Hidden Gem
Placed in the eye once per day, hydroxypropyl cellulose inserts help stabilize the tear film and reduce symptoms.
Patients who have tried a variety of dry eye treatments, only to continue experiencing discomfort that interferes with their lives, often feel that they're looking into a gritty future. For those with moderate to severe dry eye, a hydroxypropyl cellulose insert (Lacrisert) may be an effective option.
“I use Lacrisert as an adjunctive therapy for patients with moderate to severe dry eye who are already on maximal standard therapy—artificial tears, bland ointment at night, nutritional supplements, and cyclosporine (Restasis)—but are still suffering,” explains Marguerite McDonald, MD, FACS, a clinical professor of ophthalmology at NYU Langone Medical Center and a cornea and refractive surgery specialist at Ophthalmic Consultants of Long Island in Lynbrook, N.Y. “These patients are very motivated to try something new because they're tired of always thinking about their eyes, always having pain or discomfort affect their activities. I have a group of patients who couldn't function without Lacrisert.”
Insert Relief Here
Patients place the hydroxypropyl cellulose insert in the temporal aspect of their inferior cul de sac, where it slowly dissolves, keeping eyes lubricated. Patients who use an insert are often are using other therapies as well, but an insert can reduce the use of repeated therapies, such as artificial tears.
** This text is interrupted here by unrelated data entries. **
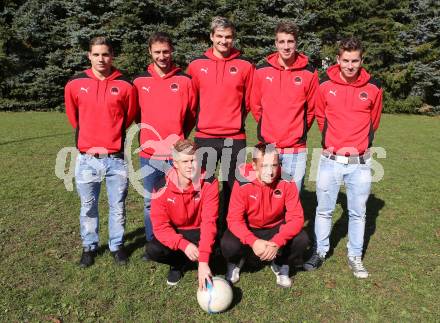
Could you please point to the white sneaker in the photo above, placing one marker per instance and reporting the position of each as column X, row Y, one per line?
column 233, row 271
column 356, row 265
column 282, row 274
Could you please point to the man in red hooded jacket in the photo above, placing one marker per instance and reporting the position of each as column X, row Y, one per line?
column 283, row 101
column 101, row 105
column 184, row 215
column 223, row 80
column 167, row 103
column 348, row 112
column 265, row 219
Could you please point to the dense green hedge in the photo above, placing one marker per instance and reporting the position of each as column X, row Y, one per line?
column 42, row 43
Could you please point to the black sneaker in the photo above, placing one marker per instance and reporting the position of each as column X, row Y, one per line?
column 120, row 257
column 174, row 276
column 87, row 258
column 314, row 262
“Lacrisert is a unique, preservative-free, once-daily sustained release insert,” says Dr. McDonald. “It stabilizes the tear film, providing continual lubrication as it dissolves to protect the surface and provide relief all day. The eyes feel lubricated and retain moisture. And in several clinical trials, Lacrisert extends tear breakup time and slows, stops or reverses surface damage.”
It takes a little while for patients to get the hang of insertion. Dr. McDonald explains, “I tell patients to get a 10x-power magnifying mirror and put down a clean, dark cloth because they'll drop a few at first. It also helps to put in an artificial tear so that the cul de sac is wet, because the insert will be attracted to the moisture and will release from the inserter more easily. I tell patients to pinch the lower lid into a triangular pocket to make insertion easier. I always tell the patients to expect a few failed insertions but to ‘stick with it’—eventually, insertion will be fast and easy.”
Proven Safe and Effective
The hydroxypropyl cellulose insert has been available for more than 20 years.
“It has never caused a vision-threatening adverse event,” Dr. McDonald says. “The only minor issues are rare corneal abrasions from improper placement or hydroxypropyl cellulose allergy.”
In FDA clinical trials, side effects were also mild and transient, including blurring, discomfort, sticky lashes, photophobia, hypersensitivity, lid edema and hyperemia.1 Dr. McDonald points out that further FDA testing is under way for a smaller insert for those patients who don't need the full dose that is available today.
Dr. McDonald recently presented the results of a large, multicenter dry eye registry of dry eye patients using hydroxypropyl cellulose inserts—the largest dry eye registry of its kind with 520 participants.2 Data was collected at the first visit, in a phone conversation on day 3, and at a second visit at 1 month.
“Patients' discomfort, burning, dryness, grittiness, light sensitivity and stinging improved. They said they were better able to comfortably read, drive at night, work on a computer and watch TV,” she says. “Mean Ocular Surface Disease Index (OSDI) scores were 21.3% better at 28 days, and patients showed improvement in Schirmer's testing, staining and tear breakup time.”
This large registry found that dry eye disease was improved both clinically and in patient reports, confirming what Dr. McDonald's patients who use hydroxypropyl cellulose inserts claim: after they've tried other treatments that do not fully resolve their moderate to severe symptoms, hydroxypropyl cellulose inserts offer relief. ■
References
1. LACRISERT [package insert] Madison, NJ: ATON Pharma, 2009.
2. Koffler BH, McDonald M, Nelinson D, Improved signs and symptoms and quality of life with dry eye syndrome: hydroxypropyl cellulose ophthalmic insert patient registry. Eye Contact Lens. 2010;3:170-176.